Le chiffre d'affaires d'Adecco augmente de 12% à 20,417 milliards d'euros entre 2005 et 2006, soutenu par l'achat de DIS en Allemagne l'an passé. Avec une augmentation du bénéfice opérationnel de 33% à 816 millions, la marge opérationnelle passe de 3,4 à 4,0% des ventes. Le rendement du capital investi (ROCE) représente 20,3% du bénéfice opérationnel l'an passé, contre 18,5% en 2005.
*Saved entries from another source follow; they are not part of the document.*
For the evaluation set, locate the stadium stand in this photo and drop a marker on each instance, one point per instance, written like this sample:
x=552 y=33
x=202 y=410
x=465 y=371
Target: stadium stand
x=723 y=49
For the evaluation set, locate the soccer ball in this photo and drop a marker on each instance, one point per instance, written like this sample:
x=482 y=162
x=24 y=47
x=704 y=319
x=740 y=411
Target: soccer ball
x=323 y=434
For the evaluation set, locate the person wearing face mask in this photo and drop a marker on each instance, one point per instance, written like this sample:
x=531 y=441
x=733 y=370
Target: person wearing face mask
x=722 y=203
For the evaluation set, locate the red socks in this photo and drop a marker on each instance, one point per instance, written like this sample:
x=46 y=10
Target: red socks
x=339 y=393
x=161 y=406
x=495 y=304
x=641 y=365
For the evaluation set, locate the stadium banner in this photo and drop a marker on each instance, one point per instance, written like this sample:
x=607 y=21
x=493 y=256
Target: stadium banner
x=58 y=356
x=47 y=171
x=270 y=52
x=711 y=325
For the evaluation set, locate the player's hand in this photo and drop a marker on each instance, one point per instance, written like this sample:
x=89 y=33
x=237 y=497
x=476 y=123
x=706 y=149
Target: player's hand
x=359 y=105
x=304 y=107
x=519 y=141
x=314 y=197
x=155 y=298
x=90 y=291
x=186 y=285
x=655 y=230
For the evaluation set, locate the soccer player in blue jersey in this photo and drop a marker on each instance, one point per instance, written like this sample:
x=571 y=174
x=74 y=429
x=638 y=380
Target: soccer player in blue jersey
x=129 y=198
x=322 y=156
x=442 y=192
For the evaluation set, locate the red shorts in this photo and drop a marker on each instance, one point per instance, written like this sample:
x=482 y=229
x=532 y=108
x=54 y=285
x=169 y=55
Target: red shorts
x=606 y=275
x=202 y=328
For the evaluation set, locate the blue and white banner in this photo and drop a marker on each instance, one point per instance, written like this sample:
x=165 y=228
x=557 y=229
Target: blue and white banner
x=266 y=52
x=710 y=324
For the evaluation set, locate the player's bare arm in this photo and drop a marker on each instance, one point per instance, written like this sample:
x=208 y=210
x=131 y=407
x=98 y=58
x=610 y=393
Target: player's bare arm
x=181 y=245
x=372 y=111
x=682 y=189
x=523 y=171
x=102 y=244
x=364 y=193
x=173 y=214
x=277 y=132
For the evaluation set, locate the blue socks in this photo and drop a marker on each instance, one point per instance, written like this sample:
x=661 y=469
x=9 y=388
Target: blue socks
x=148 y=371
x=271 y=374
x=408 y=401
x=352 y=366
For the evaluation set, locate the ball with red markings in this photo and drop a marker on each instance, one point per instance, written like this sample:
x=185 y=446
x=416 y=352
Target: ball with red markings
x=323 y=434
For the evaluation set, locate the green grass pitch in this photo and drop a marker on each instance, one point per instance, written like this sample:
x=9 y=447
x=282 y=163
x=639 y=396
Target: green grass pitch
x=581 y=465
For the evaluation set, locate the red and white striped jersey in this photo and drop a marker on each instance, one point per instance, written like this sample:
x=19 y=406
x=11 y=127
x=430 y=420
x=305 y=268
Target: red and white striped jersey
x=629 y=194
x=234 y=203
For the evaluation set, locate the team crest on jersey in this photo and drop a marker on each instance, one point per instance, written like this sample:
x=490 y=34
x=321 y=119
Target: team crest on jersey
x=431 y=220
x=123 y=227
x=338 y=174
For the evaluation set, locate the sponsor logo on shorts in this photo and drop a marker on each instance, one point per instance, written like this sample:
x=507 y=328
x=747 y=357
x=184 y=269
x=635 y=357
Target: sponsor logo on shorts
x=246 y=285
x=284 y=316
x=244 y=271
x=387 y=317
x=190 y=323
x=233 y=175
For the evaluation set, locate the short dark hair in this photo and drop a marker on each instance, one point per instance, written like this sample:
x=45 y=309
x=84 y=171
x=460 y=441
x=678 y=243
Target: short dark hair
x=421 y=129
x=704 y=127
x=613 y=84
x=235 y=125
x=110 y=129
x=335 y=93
En guise de comparaison pour la même année fiscale, le bénéfice opérationnel de Manpower passe de 2,7 à 3% de ses ventes, qui atteignent 13,35 milliards d'euros en 2006 (+10,8%). Randstad représente la plus forte profitabilité des trois groupes leaders: ses marges opérationnelles se situent à 5,3% de son chiffre d'affaires de 8,186 milliards d'euros (+23%), contre 4,5% en 2005.

La France plus rentable

Le marché français est le plus important d'Adecco, où le groupe suisse réalise 33% de son chiffre d'affaires. «Notre nouvelle stratégie consistant à refuser des contrats à perte commence à porter ses fruits, explique Dieter Scheiff. Il y a peu de temps, seuls les volumes importaient.» Une gestion rigoureuse des coûts a permis d'augmenter le bénéfice opérationnel de 8%, à 256 millions d'euros.

Le quart du bénéfice net d'Adecco sera reversé aux actionnaires à travers un dividende de 1,2 franc par action.